I'll just redeploy version 001.
So we get to the same process. But the community lightning demo yesterday showed how you could use a DSC through that. And they were running a bunch more steps than I am here.
I just chose to extract more of it out into PowerShell and into a code repo than to have Octopus handle all those different steps. But this is a way that you can use Octopus, a tool that maybe you have. We chose to use it because it was a tool that we had and my entire team was familiar with it. And it made a lot of sense for us
to at least experiment and prove out the theory of config management and environment and get a quick win, so to speak. But you can see here that it reports back to you, hey, I found this configuration that you were expecting to run. It runs it, it tested it, it passed, so it didn't set it. And then it went and found the web common, or the common web, and ran the test against the features.
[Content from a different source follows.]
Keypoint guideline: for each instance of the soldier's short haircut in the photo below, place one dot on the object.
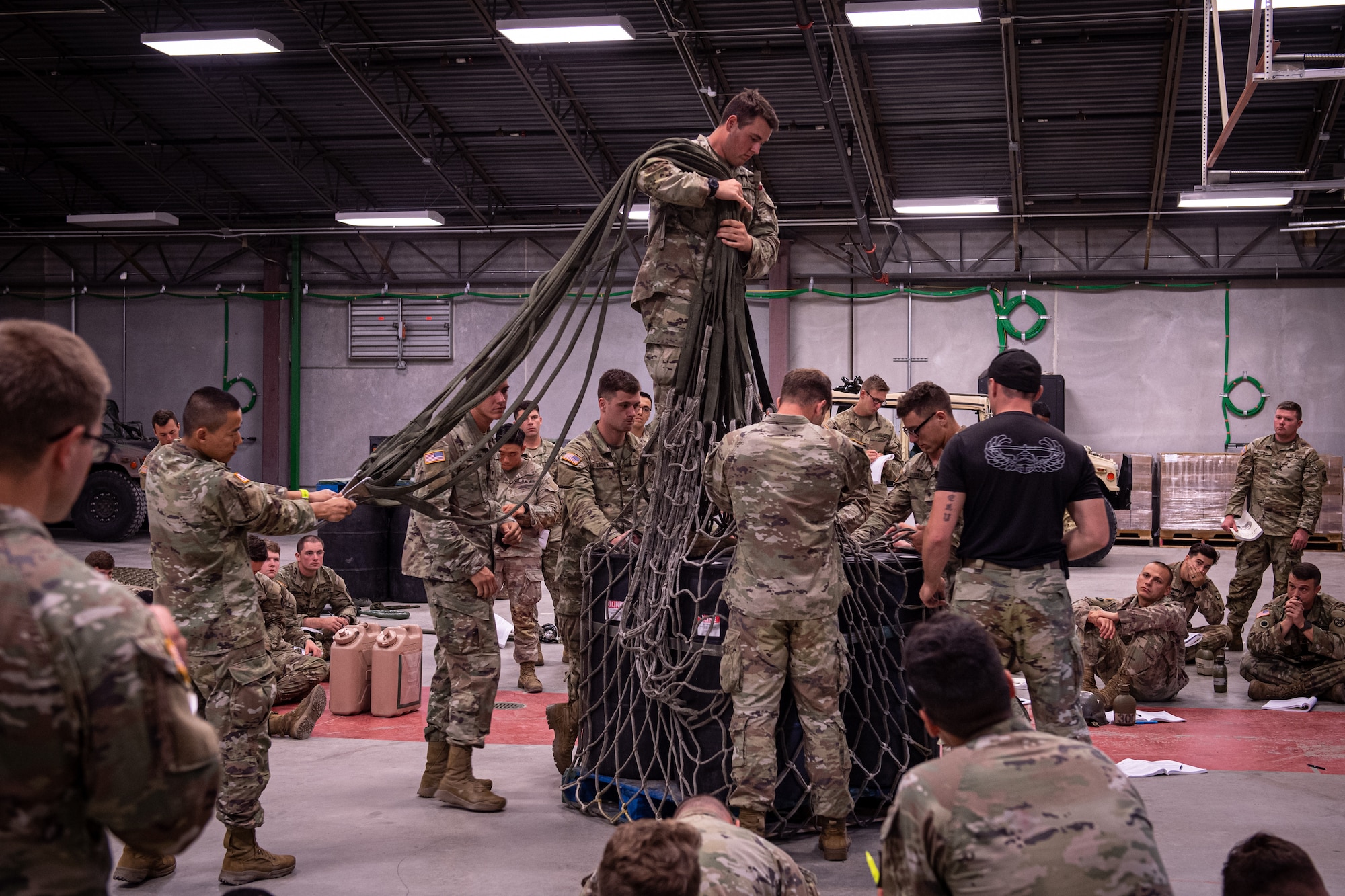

So whenever we ran into that issue, we would just run this project versus remoting it in the box and now everything is self-contained into our CI and CD tools. Bring this back up.
Shift F5 would have been better. So the moral of the story. It's okay to build new tools. You can use familiar systems, and that's gonna be a great advantage because your entire team doesn't need to skill up on a new tool.
This was just using PowerShell and Octopus. We were the deployment engineers, so we knew Octopus intimately. So it was just a good fit. It made a lot of sense. Help them help themselves. So we're reducing that. We actually cleaned up a lot of bandwidth that we could do. Automating the provisioning gave us the bandwidth
to actually do the config management tool stuff. So you gotta help your customers help themselves. And who you build automation for and how they use it is actually way more important than the automation itself. If you write a really cool function and you gotta run it all the time, you still gotta run it all the time. Put that extra effort in and make it more usable from your customer standpoint.
So this has been application provisioning with DSC and Octopus Deploy. Thank you for attending.